Sky-High Lee wandered over to the bar and I whispered to Larry, who had already had a couple of jars, to do the trick on him. Larry eyed Sky-High Lee, craning his neck as he looked up, and said: “You’re joking.”

“No, nonsense, of course you can do it, don’t be all talk,” I said.

Larry considered, then said: “You know, come to think of it, I could do it!”

“Well don’t tell us, show us!”

Larry put his drink on the bar counter and began backing up to Sky-High. He couldn’t reach high enough to get him by the seat of his pants so he grabbed the back of his coat. He then started walking. Sky-High was just lifting his glass to his lips, when he felt the tugging behind him. He slowly put his glass down and nonchalantly turned around to see this strange little man, flushed in the face, standing there plaintively apologizing: “Sorry, Mr. Lee, sorry, Mr. Lee.”

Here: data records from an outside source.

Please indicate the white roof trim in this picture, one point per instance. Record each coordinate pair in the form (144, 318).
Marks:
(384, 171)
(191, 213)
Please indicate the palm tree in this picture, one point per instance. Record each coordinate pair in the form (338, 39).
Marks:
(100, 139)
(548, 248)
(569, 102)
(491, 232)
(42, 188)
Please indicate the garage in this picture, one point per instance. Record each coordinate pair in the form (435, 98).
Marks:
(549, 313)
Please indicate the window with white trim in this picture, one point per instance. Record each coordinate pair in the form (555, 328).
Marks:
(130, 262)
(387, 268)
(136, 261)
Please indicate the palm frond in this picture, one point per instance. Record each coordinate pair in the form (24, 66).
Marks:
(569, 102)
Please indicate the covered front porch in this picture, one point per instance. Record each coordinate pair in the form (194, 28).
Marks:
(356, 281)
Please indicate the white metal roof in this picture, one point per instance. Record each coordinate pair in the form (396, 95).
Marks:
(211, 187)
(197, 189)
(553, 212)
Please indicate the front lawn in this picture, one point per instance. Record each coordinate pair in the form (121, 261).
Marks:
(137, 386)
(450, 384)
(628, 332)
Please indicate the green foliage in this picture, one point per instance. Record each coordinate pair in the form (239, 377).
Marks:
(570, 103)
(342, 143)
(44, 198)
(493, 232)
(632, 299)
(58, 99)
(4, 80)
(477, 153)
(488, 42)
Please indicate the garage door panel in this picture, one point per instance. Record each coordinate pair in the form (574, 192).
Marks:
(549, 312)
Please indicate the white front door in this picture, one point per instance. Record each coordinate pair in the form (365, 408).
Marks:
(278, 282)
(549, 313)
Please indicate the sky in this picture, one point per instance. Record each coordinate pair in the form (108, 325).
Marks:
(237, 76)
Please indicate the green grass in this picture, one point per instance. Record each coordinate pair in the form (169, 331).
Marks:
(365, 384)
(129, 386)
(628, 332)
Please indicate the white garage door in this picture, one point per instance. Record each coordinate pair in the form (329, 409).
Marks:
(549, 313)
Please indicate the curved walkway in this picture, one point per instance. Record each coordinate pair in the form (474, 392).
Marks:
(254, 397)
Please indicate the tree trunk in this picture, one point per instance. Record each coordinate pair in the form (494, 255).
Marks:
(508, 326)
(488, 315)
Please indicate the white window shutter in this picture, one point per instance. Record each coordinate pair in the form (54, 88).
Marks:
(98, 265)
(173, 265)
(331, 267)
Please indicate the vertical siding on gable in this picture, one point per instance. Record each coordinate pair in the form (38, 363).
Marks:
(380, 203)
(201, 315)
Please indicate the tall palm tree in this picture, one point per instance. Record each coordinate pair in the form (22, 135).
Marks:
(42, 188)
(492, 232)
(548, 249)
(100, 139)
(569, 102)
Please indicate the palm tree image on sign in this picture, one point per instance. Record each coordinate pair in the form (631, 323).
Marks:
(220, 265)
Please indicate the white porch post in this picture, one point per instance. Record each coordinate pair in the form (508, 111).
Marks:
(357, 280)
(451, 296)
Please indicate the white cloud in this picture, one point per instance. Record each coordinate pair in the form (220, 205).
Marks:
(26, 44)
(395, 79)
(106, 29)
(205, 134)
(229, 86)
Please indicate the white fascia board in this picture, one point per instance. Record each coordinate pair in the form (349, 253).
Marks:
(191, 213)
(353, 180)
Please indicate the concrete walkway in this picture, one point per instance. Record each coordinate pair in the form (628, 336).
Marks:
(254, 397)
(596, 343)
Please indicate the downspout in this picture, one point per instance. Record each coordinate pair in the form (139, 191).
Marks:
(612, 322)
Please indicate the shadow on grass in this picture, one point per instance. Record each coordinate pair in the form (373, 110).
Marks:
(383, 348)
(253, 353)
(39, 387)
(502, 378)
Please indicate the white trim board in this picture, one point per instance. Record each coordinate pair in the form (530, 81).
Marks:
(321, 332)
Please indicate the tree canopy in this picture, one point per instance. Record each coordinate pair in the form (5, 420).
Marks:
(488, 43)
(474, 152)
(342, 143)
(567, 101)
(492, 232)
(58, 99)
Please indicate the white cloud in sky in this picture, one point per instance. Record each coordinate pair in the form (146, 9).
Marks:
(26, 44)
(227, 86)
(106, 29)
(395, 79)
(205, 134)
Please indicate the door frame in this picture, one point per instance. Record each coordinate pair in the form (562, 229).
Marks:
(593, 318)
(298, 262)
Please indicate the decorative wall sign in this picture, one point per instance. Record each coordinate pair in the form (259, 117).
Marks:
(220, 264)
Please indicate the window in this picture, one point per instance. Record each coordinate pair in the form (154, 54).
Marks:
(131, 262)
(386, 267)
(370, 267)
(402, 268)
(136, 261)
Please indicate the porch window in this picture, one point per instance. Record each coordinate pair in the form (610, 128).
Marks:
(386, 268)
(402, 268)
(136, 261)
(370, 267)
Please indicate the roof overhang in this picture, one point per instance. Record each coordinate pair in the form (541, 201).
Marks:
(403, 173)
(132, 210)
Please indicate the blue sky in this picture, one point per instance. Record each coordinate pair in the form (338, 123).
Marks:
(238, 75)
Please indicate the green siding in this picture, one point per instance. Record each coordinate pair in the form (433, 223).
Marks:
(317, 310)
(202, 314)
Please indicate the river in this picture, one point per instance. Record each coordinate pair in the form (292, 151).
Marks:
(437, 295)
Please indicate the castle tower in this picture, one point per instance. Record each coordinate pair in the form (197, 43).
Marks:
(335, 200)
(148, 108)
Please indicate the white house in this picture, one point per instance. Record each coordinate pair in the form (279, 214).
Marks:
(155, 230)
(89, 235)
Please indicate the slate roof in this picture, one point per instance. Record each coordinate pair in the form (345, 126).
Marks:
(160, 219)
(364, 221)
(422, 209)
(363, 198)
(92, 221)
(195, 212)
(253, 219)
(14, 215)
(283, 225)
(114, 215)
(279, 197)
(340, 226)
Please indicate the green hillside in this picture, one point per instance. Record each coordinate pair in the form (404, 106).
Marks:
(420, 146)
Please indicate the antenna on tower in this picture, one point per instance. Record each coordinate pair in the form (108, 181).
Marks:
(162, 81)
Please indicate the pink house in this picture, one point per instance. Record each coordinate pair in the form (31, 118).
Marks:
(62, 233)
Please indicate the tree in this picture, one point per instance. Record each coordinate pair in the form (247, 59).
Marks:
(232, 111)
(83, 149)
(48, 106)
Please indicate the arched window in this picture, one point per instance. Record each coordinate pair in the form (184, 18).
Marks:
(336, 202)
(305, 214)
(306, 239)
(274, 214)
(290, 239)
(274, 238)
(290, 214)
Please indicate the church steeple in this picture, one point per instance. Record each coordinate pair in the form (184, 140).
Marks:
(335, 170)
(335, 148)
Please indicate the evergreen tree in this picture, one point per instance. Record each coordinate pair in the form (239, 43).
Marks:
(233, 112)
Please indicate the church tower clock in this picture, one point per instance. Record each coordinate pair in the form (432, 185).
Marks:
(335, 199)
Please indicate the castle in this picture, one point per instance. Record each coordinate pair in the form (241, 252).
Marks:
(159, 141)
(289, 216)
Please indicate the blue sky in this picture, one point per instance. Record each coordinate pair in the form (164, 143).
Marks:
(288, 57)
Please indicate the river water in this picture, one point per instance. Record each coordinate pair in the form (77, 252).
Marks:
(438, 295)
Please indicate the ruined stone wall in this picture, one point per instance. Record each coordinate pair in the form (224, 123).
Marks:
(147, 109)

Sky-High bent down, took Larry by the lapels of his coat and lifted him up in the air. He held him aloft, with Larry’s feet dangling about a foot off the ground, and looked at him with amazement, like he’d discovered a new species of insect. Then he shook his head and dropped Larry right onto his feet and turned back to his beer.

I’ll never forget that. I wanted to applaud. It was the perfect put-down. He didn’t punch him. He just couldn’t believe that this little guy had tried to intimidate him.

Larry and I had some memorable times together, pranking each other, drinking too much; we were unleashed and carefree, refusing to accept we were no longer students. Tragically Larry would later die in a car crash. I miss him.